MySQL Bugs: #4040: Extremely Slow "Where in (Select... )" Subqueries GROUP BY / HAVING related

Bug #4040	Extremely Slow "Where in (Select... )" Subqueries GROUP BY / HAVING related
Submitted:	7 Jun 2004 15:54	Modified:	8 Jun 2004 15:37
Reporter:	Andrew Spencer	Email Updates:
Status:	Not a Bug	Impact on me:	None
Category:	MySQL Server	Severity:	S2 (Serious)
Version:	4.1.1a-alpha-nt	OS:	Windows (Windows 2003 Server)
Assigned to:	Oleksandr Byelkin	CPU Architecture:	Any

Description:
Subqueries are unusably slow.  Identical query in MSSQL runs in .04 seconds.  In MySQl it takes 82 seconds on the same machine.
(Appears to have something to do with the GROUP BY / HAVING Statement).  

Query is simply using a Subquery to populate a WHERE statement and pull separate details from another table.  

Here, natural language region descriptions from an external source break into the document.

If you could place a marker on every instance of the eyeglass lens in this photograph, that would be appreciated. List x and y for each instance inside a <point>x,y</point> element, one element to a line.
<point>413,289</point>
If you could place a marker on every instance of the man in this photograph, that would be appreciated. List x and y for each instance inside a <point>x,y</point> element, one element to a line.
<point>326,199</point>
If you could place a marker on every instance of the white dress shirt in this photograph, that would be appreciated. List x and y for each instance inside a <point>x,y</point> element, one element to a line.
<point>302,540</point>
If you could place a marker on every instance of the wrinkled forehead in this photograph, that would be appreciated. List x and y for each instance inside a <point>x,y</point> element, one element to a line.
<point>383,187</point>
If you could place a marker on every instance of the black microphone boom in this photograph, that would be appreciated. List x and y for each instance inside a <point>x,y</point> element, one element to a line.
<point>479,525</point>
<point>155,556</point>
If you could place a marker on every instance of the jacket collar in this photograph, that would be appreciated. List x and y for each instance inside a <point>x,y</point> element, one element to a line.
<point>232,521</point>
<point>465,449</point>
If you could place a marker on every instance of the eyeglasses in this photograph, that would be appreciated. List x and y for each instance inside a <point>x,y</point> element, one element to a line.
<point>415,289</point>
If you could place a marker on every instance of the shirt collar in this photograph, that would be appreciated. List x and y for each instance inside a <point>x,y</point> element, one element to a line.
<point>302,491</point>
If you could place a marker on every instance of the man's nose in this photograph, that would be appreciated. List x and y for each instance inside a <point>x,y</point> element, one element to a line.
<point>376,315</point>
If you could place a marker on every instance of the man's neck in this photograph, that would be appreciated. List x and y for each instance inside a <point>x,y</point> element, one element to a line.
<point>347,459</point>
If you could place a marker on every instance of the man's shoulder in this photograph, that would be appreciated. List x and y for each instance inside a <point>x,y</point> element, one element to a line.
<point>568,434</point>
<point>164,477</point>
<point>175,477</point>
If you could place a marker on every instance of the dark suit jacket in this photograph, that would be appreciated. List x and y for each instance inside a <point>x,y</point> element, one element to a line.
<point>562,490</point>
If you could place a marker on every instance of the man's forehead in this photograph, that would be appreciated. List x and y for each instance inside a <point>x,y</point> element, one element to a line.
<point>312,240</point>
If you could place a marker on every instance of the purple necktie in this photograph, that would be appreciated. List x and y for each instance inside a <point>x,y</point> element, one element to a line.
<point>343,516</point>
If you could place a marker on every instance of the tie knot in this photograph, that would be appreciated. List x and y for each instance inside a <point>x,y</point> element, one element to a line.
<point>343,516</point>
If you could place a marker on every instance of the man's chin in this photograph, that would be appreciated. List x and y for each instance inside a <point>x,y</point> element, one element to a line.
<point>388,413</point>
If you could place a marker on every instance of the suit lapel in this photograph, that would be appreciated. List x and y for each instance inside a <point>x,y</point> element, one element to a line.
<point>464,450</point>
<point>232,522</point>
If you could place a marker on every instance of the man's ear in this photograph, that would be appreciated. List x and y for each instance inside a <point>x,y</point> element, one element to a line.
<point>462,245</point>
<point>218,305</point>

*Performance improves (.06 seconds instead of 80 seconds) when HAVING statement in subquery removed.

*Performance also improves separately if INNER JOIN in in subquery removed (7.61 seconds instead of 80 seconds)

How to repeat:
Tables:
1:  "Patients"   (1200 records)  Single record per Patient
Key_ID     (primary Key: autoincrement)   
Center_ID  (int)

2:  "Evals"      (3600 records)  Multiple records per Patient
Eval_ID   (primary Key: autoincrement)
Location_id  (int)
Patient_ID   (int)

Query Syntax:

Select count(key_id) 
from patients
where key_id in 
(
SELECT DISTINCT Evals.Patient_ID
FROM Evals INNER JOIN
Patients ON Patients.Key_ID = Evals.Patient_ID
WHERE (Evals.Location_ID = 3) AND (Patients.Center_ID = 3) and (Patients.key_id < 820)
        GROUP BY Evals.Patient_ID
        HAVING      (COUNT(Evals.Patient_ID) > 0)
)

Thank you for taking the time to report a problem.  Unfortunately
you are not using a current version of the product your reported a
problem with -- the problem might already be fixed. Please download
a new version from http://www.mysql.com/downloads/

If you are able to reproduce the bug with one of the latest versions,
please change the version on this bug report to the version you
tested and change the status back to "Open".  Again, thank you for
your continued support of MySQL.

Additional info:

Subqueries are still under development.  Some of them are optimized in 4.1.2, but not all.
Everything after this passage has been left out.